カルテ643 怪球カマグ(前編) その31
「……」
本多は相変わらず初見の人間が見たらぶん殴りたくなるほどのにやけ面をして黙っていたが、先ほどとは違ってその眼光は幾分か真剣味を帯びていた。その輝きは人類のまだ知らぬ叡智を秘めている遥か彼方の星の光にも似ていた。それを凝視しているうちに、彼女はハッと気づいた。

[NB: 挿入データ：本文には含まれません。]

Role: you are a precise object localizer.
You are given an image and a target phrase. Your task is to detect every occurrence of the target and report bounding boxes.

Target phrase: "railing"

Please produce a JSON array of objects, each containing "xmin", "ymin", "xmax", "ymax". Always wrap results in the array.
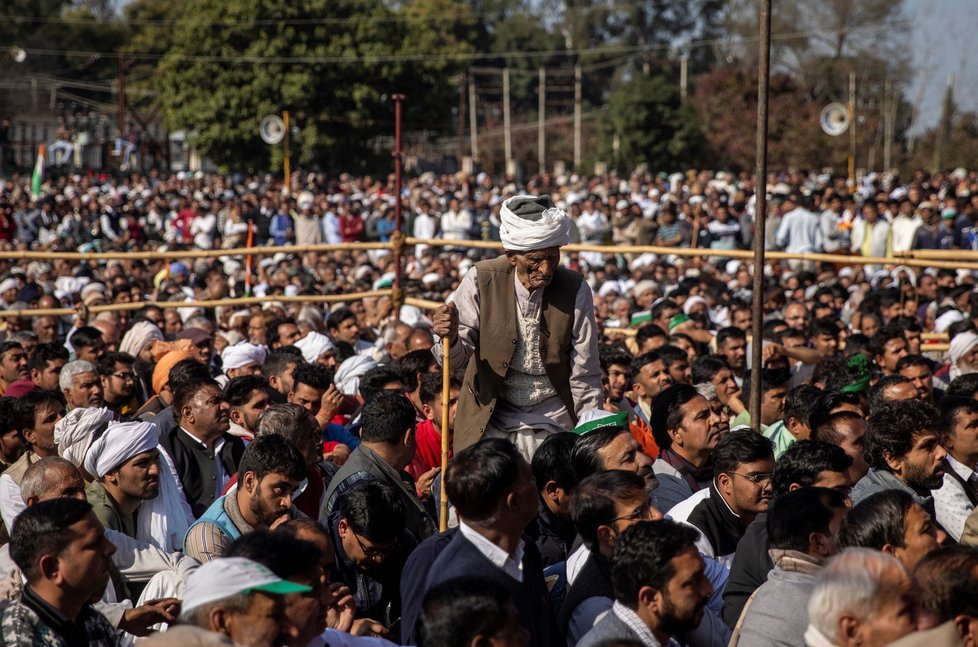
[{"xmin": 0, "ymin": 237, "xmax": 963, "ymax": 355}]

「ひょ、ひょっとして何かこの渇きを癒す方法があるのか!?」
あえぐように問いかけながらも、彼女は確信を得ていた。これだけ技術や医学が発達した異世界ならば、自分のような悩みを抱えた人間を救うすべの一つや二つ、あったとしてもおかしくはない。いや、絶対にあるはずだ!

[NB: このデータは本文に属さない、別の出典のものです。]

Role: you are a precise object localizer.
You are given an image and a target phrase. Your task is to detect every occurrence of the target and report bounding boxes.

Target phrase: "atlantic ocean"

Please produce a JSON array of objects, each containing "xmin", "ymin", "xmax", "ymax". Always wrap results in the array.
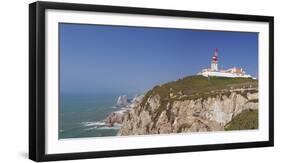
[{"xmin": 59, "ymin": 93, "xmax": 129, "ymax": 139}]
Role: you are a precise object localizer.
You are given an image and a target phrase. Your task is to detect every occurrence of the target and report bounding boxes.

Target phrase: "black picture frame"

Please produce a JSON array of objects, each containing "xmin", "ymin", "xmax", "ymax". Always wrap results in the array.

「なくはないんですよ。ただ、僭越ですけどご自分の事情はほとんどなーんにも言えなくって、その代わり更に頼みごとをするってーのはちょーっとばかり虫が良すぎやしませんかね、お嬢さん? 根掘り葉掘り聞くつもりは毛頭ないって言いましたけど、それは残念ながら治療に関するところまででして、追加となると話は別なんですよー、悪いけど」
「うっ」
彼女は喉を長い棒で突かれたようなショックを受け、口ごもった。確かにろくに名前すら告げない相手に対し親身になれと言われても、普通は中々難しいだろう。しかし……。
「そ、そこをなんとか出来ないだろうか? ことは私だけの問題ではないのだ。情報が洩れると大変なことに……」
「誰にもそんなこと言いませんから大丈夫ですって。なーに、単なる僕の知的好奇心を満たしたいだけですよ。今夜の診察の報酬として、ね」
「うーむ……」
彼女は苦虫を噛み潰したような表情を浮かべながらも、悩み続ける。だが、頭の中の天秤は着々とコーヒーへの未練の方に傾いていた。それに仮にここで秘密をばらし、それを本多がこちらの世界の人間に語ったとしても、異世界の医者から聞いたというフィルターが掛かっており、信頼に足るものとは決して言えないだろう。
「わかった。全てをお話ししよう、ホンダ先生。だが、本当に他言無用に願う」
唾をゴクンと飲み込むと、崖から飛び降りるような気持ちで彼女は遂に決断を下した。